Calhou-me ser a Laurinda, que descreveu a sua escrita como sendo "difícil de acontecer; de sensações; de lugares (descrição); tenta ser verdadeira, real".
Era um elevador antigo, já um pouco entradote e vivia num prédio tão velho como ele. Estava um pouco farto daquela vida que levava. Tinha um emprego aborrecido, sempre a carregar desconhecidos para cima e para baixo. Ainda por cima mal agradecidos, ninguém dava verdadeiro valor à utilidade que ele representava nas suas vidas. Depois, eram as avarias constantes, os súbitos cortes de energia que o deixavam apreensivo, as molas e os carretos gastos, já um bocadinho enferrujados. Ansiava pela reforma do zelador do prédio, que não tratava da manutenção como ele merecia. Era uma maçada sentir tantas dores de cabeça provocadas pelo próprio ruído, sabendo que não podia evitá-las.
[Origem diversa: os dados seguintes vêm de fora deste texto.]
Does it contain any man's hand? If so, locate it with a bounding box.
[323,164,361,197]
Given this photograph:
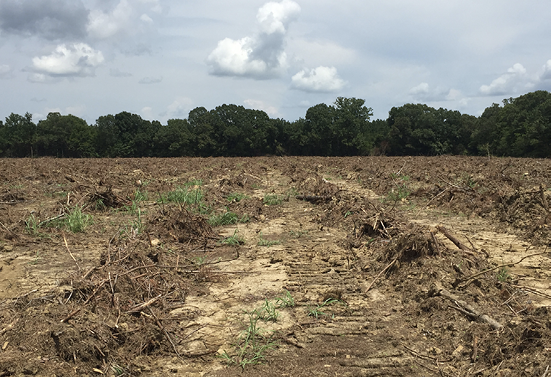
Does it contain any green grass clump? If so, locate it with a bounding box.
[220,301,277,369]
[220,229,245,246]
[308,298,344,319]
[159,186,205,205]
[262,194,283,206]
[226,192,248,203]
[63,207,94,233]
[275,291,295,308]
[208,208,249,226]
[25,213,40,235]
[258,233,281,247]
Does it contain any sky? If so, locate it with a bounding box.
[0,0,551,124]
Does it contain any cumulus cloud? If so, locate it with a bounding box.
[31,43,104,77]
[479,63,531,96]
[207,0,300,79]
[409,82,429,96]
[243,99,279,117]
[0,0,89,40]
[0,64,13,79]
[291,66,346,92]
[109,68,132,77]
[409,82,463,102]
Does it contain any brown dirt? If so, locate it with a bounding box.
[0,157,551,376]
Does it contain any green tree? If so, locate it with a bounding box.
[95,111,156,157]
[36,113,96,157]
[387,104,468,155]
[155,119,193,157]
[0,113,36,157]
[188,107,218,157]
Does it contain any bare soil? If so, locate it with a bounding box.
[0,156,551,376]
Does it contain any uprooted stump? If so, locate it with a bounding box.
[148,208,216,243]
[384,227,444,262]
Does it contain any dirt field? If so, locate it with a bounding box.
[0,157,551,376]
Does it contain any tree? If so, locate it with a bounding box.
[188,107,218,157]
[387,103,468,155]
[0,113,36,157]
[96,111,156,157]
[333,97,373,156]
[36,113,96,157]
[155,119,193,157]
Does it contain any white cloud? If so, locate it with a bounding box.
[479,63,531,96]
[207,0,300,79]
[0,64,14,79]
[243,99,279,117]
[409,82,464,102]
[291,66,346,92]
[409,82,429,95]
[109,68,132,77]
[27,73,49,84]
[256,0,300,34]
[140,13,153,24]
[446,89,463,101]
[33,43,104,76]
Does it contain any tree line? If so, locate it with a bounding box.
[0,91,551,158]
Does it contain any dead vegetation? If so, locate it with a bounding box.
[0,157,551,376]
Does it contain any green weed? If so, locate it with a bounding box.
[220,308,275,369]
[308,298,341,319]
[25,213,40,235]
[160,186,204,205]
[257,300,279,322]
[275,291,295,309]
[208,208,249,226]
[262,194,283,206]
[386,184,411,203]
[184,179,203,186]
[64,207,94,233]
[257,233,281,247]
[220,229,245,246]
[496,267,512,283]
[226,192,248,203]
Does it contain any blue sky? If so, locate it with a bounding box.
[0,0,551,124]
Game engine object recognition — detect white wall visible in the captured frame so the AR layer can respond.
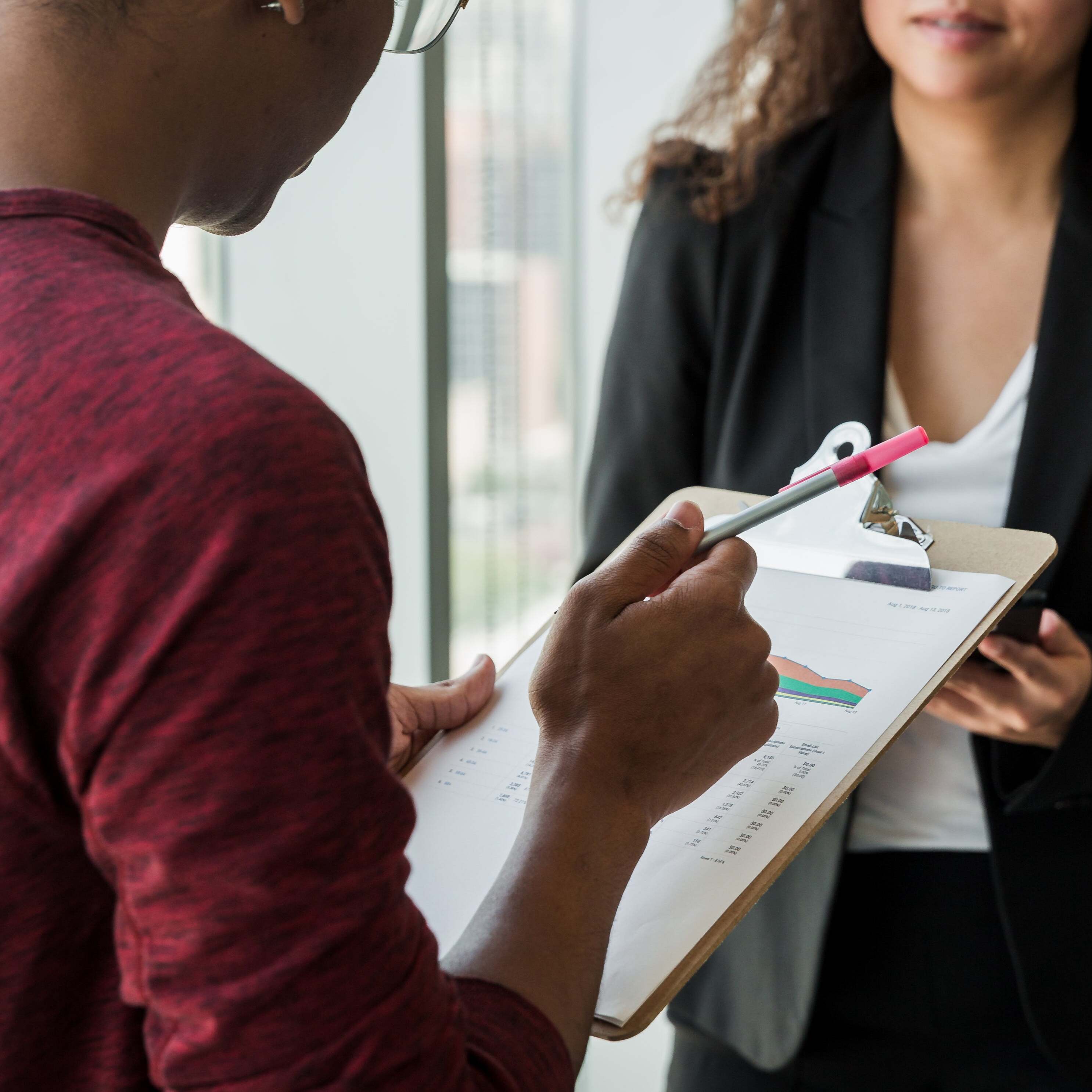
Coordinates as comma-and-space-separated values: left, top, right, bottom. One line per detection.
226, 57, 429, 683
574, 0, 728, 1092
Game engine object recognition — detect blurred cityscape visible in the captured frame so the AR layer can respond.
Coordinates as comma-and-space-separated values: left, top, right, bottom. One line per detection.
446, 0, 575, 674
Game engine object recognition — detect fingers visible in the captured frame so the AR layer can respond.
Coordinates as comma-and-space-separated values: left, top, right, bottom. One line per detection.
673, 538, 758, 608
1038, 610, 1089, 657
401, 656, 497, 732
595, 500, 705, 617
974, 635, 1054, 686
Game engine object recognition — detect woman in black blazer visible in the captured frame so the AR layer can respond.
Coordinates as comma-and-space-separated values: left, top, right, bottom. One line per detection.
584, 0, 1092, 1092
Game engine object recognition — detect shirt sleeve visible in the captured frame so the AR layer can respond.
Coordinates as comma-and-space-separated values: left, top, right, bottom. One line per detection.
44, 369, 573, 1092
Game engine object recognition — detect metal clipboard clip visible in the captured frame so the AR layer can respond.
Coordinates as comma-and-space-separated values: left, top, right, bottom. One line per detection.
739, 420, 933, 592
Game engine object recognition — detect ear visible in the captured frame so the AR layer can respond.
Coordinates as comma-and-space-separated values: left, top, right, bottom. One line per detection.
258, 0, 303, 26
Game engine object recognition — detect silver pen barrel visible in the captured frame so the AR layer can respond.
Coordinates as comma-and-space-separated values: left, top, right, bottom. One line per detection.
696, 470, 838, 554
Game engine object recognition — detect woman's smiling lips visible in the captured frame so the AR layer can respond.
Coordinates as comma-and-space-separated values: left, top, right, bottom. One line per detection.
911, 9, 1005, 51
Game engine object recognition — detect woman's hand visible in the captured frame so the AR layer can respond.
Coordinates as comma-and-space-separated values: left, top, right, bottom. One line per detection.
387, 656, 497, 773
927, 610, 1092, 749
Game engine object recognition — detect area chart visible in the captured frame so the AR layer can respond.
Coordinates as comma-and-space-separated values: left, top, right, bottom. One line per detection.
770, 656, 869, 709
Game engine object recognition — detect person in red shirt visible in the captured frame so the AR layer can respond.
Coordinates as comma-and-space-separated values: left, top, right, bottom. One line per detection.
0, 0, 776, 1092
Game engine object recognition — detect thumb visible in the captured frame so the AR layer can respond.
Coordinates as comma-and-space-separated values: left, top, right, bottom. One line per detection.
400, 656, 497, 732
1038, 609, 1088, 656
607, 500, 705, 615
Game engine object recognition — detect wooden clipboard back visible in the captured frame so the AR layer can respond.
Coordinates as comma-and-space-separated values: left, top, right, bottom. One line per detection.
592, 486, 1058, 1039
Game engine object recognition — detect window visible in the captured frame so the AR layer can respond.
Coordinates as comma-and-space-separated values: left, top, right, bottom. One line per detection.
445, 0, 578, 672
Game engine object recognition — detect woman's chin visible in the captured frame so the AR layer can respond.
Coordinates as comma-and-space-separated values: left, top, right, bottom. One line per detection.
897, 62, 1019, 106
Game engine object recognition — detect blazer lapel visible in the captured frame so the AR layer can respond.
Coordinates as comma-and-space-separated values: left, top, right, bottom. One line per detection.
1006, 140, 1092, 570
804, 89, 899, 452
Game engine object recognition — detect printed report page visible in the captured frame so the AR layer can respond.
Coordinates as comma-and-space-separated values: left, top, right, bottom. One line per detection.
406, 568, 1012, 1024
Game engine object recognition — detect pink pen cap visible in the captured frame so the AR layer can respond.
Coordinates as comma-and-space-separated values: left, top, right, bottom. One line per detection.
782, 425, 929, 491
E depois, as pessoas estavam cada vez mais preguiçosas, já ninguém usava as escadas. Algumas eram muito pesadas e não respeitavam o limite de carga e lá ia ele a transpirar por ali fora, numa enervante chiadeira.
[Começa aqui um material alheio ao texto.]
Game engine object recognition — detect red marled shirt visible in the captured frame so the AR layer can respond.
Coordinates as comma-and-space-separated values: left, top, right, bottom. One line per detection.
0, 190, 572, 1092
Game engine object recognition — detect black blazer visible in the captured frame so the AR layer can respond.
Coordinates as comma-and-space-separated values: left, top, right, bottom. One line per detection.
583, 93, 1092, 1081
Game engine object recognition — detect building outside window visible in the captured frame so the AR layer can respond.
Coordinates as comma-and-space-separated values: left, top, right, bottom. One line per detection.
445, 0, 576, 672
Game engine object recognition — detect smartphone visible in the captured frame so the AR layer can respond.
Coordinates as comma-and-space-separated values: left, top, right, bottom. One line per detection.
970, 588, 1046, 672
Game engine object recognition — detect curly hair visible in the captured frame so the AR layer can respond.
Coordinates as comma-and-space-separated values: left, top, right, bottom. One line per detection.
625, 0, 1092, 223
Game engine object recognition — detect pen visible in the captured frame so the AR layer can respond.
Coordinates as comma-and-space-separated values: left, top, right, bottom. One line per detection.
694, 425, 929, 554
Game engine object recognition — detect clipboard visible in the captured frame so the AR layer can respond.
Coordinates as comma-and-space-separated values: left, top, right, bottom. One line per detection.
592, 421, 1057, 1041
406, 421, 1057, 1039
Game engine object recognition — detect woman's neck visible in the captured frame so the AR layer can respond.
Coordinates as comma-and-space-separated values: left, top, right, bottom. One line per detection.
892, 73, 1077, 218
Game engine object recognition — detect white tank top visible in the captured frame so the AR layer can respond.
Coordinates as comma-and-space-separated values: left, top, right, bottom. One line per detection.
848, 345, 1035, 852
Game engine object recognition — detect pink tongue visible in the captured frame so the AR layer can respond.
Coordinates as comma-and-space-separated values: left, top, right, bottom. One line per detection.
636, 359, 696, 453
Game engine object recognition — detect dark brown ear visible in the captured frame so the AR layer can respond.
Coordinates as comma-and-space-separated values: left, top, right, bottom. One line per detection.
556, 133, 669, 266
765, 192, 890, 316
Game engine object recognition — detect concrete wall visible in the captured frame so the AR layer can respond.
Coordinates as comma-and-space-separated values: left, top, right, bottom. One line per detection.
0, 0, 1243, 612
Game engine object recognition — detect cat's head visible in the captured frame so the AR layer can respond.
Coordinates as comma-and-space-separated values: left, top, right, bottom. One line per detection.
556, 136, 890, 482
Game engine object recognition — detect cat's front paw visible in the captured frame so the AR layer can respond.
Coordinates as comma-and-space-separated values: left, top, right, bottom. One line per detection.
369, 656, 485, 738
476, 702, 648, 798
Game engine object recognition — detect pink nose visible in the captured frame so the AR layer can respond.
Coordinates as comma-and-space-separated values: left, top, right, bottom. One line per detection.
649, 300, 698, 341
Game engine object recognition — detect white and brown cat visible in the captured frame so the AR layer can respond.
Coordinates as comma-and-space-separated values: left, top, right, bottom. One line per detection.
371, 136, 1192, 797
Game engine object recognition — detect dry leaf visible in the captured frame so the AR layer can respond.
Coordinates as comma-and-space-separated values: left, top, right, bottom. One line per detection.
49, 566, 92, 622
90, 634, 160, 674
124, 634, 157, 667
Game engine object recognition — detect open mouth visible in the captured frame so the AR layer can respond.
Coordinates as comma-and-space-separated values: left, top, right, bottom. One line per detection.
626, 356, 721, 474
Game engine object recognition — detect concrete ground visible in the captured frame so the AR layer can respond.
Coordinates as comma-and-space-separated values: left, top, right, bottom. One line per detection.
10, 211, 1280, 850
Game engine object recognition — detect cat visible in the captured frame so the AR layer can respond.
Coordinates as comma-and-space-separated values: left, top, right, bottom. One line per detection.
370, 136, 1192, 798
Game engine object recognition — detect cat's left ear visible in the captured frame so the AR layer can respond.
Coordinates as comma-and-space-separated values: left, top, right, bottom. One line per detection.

O desgaste não o impedia de ser uma máquina sonhadora: ansiava ser um elevador panorâmico, instalado num bonito ponto turístico, com uma linda vista. Apesar de não conhecer muito do mundo, ouvia as conversas das pessoas que transportava e sabia que esses sítios existiam. Transportaria pessoas requintadas, turistas endinheirados que lhe deixariam um agradável perfume na cabine. Seria chamado de “ascensor” e, quem sabe, teria um daqueles – como é que se diz? – ascensorista, que receberia pesadas gorjetas em troca do bom serviço que ele, ele sim, prestaria a tão ilustres viajantes. Seria inaugurado com pompa e circunstância, seria…
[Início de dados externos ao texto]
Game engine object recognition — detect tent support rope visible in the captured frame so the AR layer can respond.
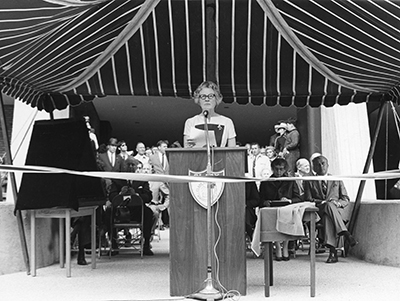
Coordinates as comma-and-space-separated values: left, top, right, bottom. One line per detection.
0, 93, 31, 275
349, 100, 390, 233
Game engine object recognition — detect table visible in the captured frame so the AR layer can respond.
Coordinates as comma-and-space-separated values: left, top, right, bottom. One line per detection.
30, 206, 97, 277
252, 207, 318, 297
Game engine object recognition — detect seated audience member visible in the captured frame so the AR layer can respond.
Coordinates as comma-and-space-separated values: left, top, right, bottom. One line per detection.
117, 140, 140, 170
142, 163, 169, 233
106, 158, 154, 255
249, 142, 272, 178
283, 119, 300, 175
305, 156, 357, 263
245, 182, 260, 241
134, 142, 150, 164
268, 122, 280, 147
265, 146, 276, 162
260, 158, 301, 261
308, 153, 322, 175
294, 158, 313, 200
275, 122, 287, 158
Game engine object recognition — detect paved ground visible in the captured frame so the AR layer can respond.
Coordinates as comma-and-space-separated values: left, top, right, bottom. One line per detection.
0, 227, 400, 301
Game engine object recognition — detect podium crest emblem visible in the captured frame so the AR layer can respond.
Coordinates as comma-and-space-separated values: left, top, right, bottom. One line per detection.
189, 169, 225, 209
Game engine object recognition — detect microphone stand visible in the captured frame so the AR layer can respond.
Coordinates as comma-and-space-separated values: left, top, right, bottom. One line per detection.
191, 111, 223, 301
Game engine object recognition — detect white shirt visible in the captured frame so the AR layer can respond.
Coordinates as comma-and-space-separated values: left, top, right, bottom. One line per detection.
134, 154, 150, 164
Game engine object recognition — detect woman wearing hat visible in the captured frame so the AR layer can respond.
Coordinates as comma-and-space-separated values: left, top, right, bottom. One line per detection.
275, 122, 287, 158
183, 81, 236, 147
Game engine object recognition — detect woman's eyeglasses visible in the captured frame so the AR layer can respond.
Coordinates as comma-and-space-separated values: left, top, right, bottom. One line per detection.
199, 93, 215, 100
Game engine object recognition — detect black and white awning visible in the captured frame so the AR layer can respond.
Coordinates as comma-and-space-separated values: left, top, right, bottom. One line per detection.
0, 0, 400, 111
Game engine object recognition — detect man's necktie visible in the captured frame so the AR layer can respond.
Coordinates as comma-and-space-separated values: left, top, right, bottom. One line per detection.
253, 157, 257, 178
321, 180, 328, 195
110, 154, 115, 167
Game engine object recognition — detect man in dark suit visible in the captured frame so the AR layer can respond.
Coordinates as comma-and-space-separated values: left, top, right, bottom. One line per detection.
106, 157, 154, 256
304, 156, 357, 263
97, 138, 123, 194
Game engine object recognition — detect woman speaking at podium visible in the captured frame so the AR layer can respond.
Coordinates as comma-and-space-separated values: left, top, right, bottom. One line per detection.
183, 81, 236, 147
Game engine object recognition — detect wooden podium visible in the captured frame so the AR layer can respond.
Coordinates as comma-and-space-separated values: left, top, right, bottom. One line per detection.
167, 147, 246, 296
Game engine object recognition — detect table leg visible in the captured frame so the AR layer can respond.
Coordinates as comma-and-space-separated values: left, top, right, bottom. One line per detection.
58, 218, 65, 268
31, 210, 36, 277
264, 242, 272, 297
65, 209, 71, 277
269, 242, 274, 286
92, 208, 96, 269
310, 212, 315, 297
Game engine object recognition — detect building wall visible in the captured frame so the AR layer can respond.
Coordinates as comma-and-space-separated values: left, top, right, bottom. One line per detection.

Estava nestes pensamentos, irrealistas, convenhamos, quando mais uma vez sentiu uma mão no puxador da porta exterior, afastando sem qualquer cuidado a porta interior de concertina (as pessoas eram tão descuidadas, meu Deus!) e, batendo ao fechá-la, carregou no botão do 5º andar. Respirou fundo, resmungou um pouco naquela linguagem que só os elevadores conhecem e lá foi ele, a ranger pelo prédio fora.